Kenapa orang banyak yang terlihat sungguh-sungguh beribadah di bulan ramadhan, tapi setelah bulan ramadhan menurun drastis. Ada yang menjawab karena pahala amal soleh dilipatgandakan di bulan itu dan ada malam yang lebih baik dari seribu bulan. Kalau ini jawabannya, rasanya kurang pas juga. Masa sih memeluk Islam sudah belasan dan puluhan tahun masih mempersoalkan ukuran kuantitatif ganjaran amal soleh yang namanya pahala. Padahal pahala sekalipun emang benar adanya dan Allah SWT janjikan, tapi sebenarnya itu adalah ukuran kuantivikasi dan bahasa kuantitatif Allah SWT kepada manusia yang di dalam nalarnya ada nalar numerik matematis. Tapi bagi yang sudah lama menganut Islam rasanya, ukuran kuantitif dan numerik matematis itu sudah harus dilewati. Yang dikejar adalah ridha Allah SWT. Dan landasan kita beramal itu karena cinta. Bila dasarnya adalah cinta, maka kita akan menganggap bahwa SETIAP BULAN ADALAH RAMADHAN, DAN SETIAP MALAM ADALAH LAILATUL QADR. Bukankah kita tahu bahwa ada hadits qudsi yang menyatakan bahwa Allah SWT turun ke langit dunia di sepertiga malam untuk melihat aktivitas hamba Nya. Dia akan mengabulkan semua doa yang dipanjatkan, dan akan mengampuni semua dosa yang dimintakan ampun di saat itu. Bila malam lailatu qadr malaikat yang turun, maka di sepertiga malam terakhir Allah SWT yang turun. Hadits ini tidak boleh kita maknai secara leterlejik (leterlek). Hakikatnya kita serahkan kepada Allah. Poinnya : masalah keutamaan ibadah bukan hanya di bulan ramadhan dan di malam lailatul qadr. Setiap saat dan setiap waktu adalah mulia dan utama, maka tidak ada alasan untuk kita menunda-nunda ibadah menunggu waktu-waktu yang disebut utama. Sekali lagi, kalapun Allah SWT dan rasul Nya menyebut keutamaan waktu-waktu tertentu itu sifatnya untuk mememotivasi orang yang nalar kuantitatifnya terlalu dominan.

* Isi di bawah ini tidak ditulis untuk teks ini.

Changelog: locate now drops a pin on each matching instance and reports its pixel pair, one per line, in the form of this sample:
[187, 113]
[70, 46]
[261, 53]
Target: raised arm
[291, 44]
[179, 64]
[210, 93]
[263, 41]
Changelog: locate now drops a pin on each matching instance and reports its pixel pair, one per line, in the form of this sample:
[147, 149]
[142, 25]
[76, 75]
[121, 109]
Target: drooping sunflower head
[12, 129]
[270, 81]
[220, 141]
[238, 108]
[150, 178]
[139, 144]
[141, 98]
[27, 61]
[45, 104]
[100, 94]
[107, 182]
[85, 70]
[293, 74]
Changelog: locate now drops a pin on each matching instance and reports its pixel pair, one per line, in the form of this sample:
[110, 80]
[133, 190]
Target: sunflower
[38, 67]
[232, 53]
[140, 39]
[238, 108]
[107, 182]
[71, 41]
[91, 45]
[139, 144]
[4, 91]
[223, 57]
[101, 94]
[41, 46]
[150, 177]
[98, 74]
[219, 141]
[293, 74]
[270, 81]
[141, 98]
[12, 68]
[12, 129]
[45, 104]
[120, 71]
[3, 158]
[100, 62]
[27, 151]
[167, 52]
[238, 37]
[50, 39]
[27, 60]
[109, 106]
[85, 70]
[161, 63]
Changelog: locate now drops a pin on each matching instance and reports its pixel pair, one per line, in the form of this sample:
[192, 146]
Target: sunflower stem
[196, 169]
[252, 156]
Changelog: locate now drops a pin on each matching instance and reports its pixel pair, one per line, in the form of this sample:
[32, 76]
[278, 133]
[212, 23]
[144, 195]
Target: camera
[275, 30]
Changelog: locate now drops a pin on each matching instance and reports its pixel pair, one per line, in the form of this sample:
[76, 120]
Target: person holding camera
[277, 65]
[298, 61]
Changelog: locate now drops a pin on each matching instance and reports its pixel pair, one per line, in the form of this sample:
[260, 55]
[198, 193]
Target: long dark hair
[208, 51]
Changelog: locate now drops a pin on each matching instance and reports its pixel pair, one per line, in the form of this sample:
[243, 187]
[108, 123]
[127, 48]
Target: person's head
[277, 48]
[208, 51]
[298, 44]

Karena poin penting dari puasa adalah takwa, maka cobalah kita melakukan muhasabah (introspeksi) diri. Apakah setelah ramadhan ini ibadah kita mengendur ? Bagaimana tilawatil qur’an kita ? salat fardhu dan sunnah kita ? Puasa sunnah kita ? Infak dan sedekah kita ? Mulut dan mata kita serta hati kita, masihkah kita puasakan ? Kalau tidak, rasanya tidak pantaslah kita merasa meraih deraja takwa.